The report included insights from over 8,000 recruiters and hiring managers and reported on emerging trends that executives are concentrating on during the hiring process. Of these new trends, 59% of respondents indicated uncovering a candidates soft-skills was the most useful innovation in hiring. Alarmingly however, 63% of those surveyed indicated that a traditional interview fails to adequately uncover an executive’s soft-skills.
Soft skills are a critical skill-set which is often left off the traditional resume. Linked with emotional intelligence, soft-skills are a combination of people and interpersonal skills that are utilised by humans to manage a variety of complex environments.
Soft-skills are a becoming an increasingly important benchmark for leading businesses around the world, particularly in the technology industry. For example, the seven top characteristics of success at Google are all soft-skills: being a good coach, communicating and listening well, possessing insights into others, having empathy, being a good critical thinker, problem solving, a well as the ability to make critical connections across a complex idea. The company looked at this in greater detail in their recently released research guide Project Aristotle.

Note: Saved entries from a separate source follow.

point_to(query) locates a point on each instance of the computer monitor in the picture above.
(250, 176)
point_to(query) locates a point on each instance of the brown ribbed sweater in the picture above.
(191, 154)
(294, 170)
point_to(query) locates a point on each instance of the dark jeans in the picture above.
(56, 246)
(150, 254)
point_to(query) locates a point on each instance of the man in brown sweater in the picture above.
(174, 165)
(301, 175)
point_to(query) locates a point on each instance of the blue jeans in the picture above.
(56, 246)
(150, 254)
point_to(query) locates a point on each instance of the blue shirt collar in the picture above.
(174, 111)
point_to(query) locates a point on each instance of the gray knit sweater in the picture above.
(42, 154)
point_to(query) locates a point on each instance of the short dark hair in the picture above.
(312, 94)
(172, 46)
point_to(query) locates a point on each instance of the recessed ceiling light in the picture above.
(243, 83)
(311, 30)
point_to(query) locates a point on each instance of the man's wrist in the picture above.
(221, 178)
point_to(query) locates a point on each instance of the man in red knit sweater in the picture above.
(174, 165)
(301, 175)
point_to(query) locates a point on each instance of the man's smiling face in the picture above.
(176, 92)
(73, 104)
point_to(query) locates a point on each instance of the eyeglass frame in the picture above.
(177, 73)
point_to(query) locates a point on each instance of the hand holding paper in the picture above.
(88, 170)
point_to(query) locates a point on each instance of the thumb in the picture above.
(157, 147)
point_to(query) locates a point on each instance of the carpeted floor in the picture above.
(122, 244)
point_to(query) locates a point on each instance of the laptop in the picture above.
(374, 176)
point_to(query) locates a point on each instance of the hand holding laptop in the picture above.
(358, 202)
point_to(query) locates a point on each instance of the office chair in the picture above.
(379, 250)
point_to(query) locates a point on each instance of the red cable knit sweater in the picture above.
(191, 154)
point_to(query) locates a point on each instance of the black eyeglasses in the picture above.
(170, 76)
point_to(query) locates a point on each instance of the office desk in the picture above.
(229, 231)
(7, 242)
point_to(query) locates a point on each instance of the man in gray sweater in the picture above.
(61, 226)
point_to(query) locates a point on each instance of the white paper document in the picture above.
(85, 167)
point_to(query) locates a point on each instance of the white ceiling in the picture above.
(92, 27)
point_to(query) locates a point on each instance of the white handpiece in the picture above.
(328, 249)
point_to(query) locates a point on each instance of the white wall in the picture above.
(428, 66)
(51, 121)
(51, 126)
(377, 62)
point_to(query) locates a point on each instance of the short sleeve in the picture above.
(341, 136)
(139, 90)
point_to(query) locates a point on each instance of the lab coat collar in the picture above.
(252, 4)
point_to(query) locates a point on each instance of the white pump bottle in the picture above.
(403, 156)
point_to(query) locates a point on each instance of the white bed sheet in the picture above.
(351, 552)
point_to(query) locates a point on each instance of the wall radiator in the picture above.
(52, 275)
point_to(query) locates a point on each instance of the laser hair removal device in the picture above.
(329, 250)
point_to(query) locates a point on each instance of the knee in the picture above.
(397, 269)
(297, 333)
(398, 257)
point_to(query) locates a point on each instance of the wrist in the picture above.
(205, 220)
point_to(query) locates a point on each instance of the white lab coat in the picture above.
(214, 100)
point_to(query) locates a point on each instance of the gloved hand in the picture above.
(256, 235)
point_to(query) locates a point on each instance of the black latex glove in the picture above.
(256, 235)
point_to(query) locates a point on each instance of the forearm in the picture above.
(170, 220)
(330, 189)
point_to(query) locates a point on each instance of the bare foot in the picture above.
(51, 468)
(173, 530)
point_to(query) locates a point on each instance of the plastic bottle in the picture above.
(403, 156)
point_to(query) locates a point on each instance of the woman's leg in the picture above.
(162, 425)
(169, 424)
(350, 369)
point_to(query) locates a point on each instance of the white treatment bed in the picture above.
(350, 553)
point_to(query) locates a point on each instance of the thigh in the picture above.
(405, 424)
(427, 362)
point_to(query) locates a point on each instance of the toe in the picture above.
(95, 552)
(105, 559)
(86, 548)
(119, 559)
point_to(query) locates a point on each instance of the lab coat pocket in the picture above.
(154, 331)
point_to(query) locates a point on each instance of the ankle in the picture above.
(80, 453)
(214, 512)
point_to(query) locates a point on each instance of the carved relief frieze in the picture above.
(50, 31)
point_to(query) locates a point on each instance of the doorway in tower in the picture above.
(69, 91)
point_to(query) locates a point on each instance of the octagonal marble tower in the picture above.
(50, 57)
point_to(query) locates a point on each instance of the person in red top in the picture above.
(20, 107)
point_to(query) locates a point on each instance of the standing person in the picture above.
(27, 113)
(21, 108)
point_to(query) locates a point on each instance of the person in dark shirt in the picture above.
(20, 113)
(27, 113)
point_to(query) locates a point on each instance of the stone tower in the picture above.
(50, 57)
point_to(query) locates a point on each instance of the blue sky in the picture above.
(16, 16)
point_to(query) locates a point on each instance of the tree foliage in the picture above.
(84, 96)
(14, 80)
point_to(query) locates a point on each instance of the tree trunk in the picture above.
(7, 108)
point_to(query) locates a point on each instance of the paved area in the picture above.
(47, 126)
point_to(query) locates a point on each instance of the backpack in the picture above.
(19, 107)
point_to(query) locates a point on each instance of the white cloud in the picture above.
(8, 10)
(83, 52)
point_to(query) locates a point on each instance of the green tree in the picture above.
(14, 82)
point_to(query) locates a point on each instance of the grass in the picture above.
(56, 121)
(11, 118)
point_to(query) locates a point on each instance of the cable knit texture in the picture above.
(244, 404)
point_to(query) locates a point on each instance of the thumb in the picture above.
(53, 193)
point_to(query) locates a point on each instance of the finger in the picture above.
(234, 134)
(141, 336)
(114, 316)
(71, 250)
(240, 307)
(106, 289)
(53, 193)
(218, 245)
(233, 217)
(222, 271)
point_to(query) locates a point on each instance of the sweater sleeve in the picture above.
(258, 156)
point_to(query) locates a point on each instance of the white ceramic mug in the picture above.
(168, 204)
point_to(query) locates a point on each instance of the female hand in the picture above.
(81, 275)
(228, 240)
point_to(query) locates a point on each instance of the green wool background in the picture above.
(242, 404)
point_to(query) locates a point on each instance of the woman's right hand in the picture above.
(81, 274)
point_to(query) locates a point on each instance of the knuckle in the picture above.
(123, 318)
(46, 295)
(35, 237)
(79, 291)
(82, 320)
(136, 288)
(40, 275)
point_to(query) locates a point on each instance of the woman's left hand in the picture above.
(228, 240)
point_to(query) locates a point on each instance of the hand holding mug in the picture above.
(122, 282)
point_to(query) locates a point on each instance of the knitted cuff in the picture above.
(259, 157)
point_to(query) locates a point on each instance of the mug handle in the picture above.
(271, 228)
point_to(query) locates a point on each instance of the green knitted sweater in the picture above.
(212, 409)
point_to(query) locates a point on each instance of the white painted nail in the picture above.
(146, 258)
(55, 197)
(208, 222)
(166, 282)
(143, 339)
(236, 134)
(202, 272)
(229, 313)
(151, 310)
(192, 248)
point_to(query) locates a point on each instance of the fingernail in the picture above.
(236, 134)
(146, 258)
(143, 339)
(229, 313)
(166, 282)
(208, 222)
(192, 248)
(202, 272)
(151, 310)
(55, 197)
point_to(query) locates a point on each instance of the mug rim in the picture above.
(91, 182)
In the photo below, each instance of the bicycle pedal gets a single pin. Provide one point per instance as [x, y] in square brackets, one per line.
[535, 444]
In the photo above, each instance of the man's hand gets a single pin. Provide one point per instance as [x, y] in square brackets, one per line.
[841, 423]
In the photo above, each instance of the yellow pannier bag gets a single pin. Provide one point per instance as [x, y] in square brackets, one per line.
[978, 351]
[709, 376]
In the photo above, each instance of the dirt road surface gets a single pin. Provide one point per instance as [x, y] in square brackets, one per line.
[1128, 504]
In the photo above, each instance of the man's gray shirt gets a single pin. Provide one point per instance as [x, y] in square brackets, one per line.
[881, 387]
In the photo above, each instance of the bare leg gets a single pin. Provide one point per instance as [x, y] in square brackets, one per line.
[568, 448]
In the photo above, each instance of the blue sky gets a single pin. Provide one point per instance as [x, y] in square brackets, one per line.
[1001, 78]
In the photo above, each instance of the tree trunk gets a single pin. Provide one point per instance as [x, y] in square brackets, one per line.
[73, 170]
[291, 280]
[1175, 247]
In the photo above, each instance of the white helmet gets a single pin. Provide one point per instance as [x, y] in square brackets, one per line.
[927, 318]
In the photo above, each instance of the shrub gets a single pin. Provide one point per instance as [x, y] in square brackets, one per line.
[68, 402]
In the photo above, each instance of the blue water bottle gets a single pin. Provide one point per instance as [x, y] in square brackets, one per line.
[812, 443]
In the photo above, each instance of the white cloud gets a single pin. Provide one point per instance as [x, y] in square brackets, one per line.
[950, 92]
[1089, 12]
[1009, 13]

LinkedIn’s report connects the need to uncover soft-skills with the need to interview differently. Although many organisations are taking their own unique approach to hiring, the report indicates that the more traditional your approach is, the harder it will be to uncover the skill-sets that matter.
Examples provided are simple but could have a huge impact in your team’s eventual make-up. The report explored the idea that many organisations are adding another layer into the interview process aimed at uncovering the soft-skills of the person sitting in front of you. These can be as simple as catching up with a candidate for a coffee in a casual setting, or through utilising virtual reality technology that looks to place the candidate in a real-life situation.
With machine learning and process automation tools becoming increasingly important in business strategy, having humans who are great at doing human things will become a critical element when building any team, be-it financial, digital or technological.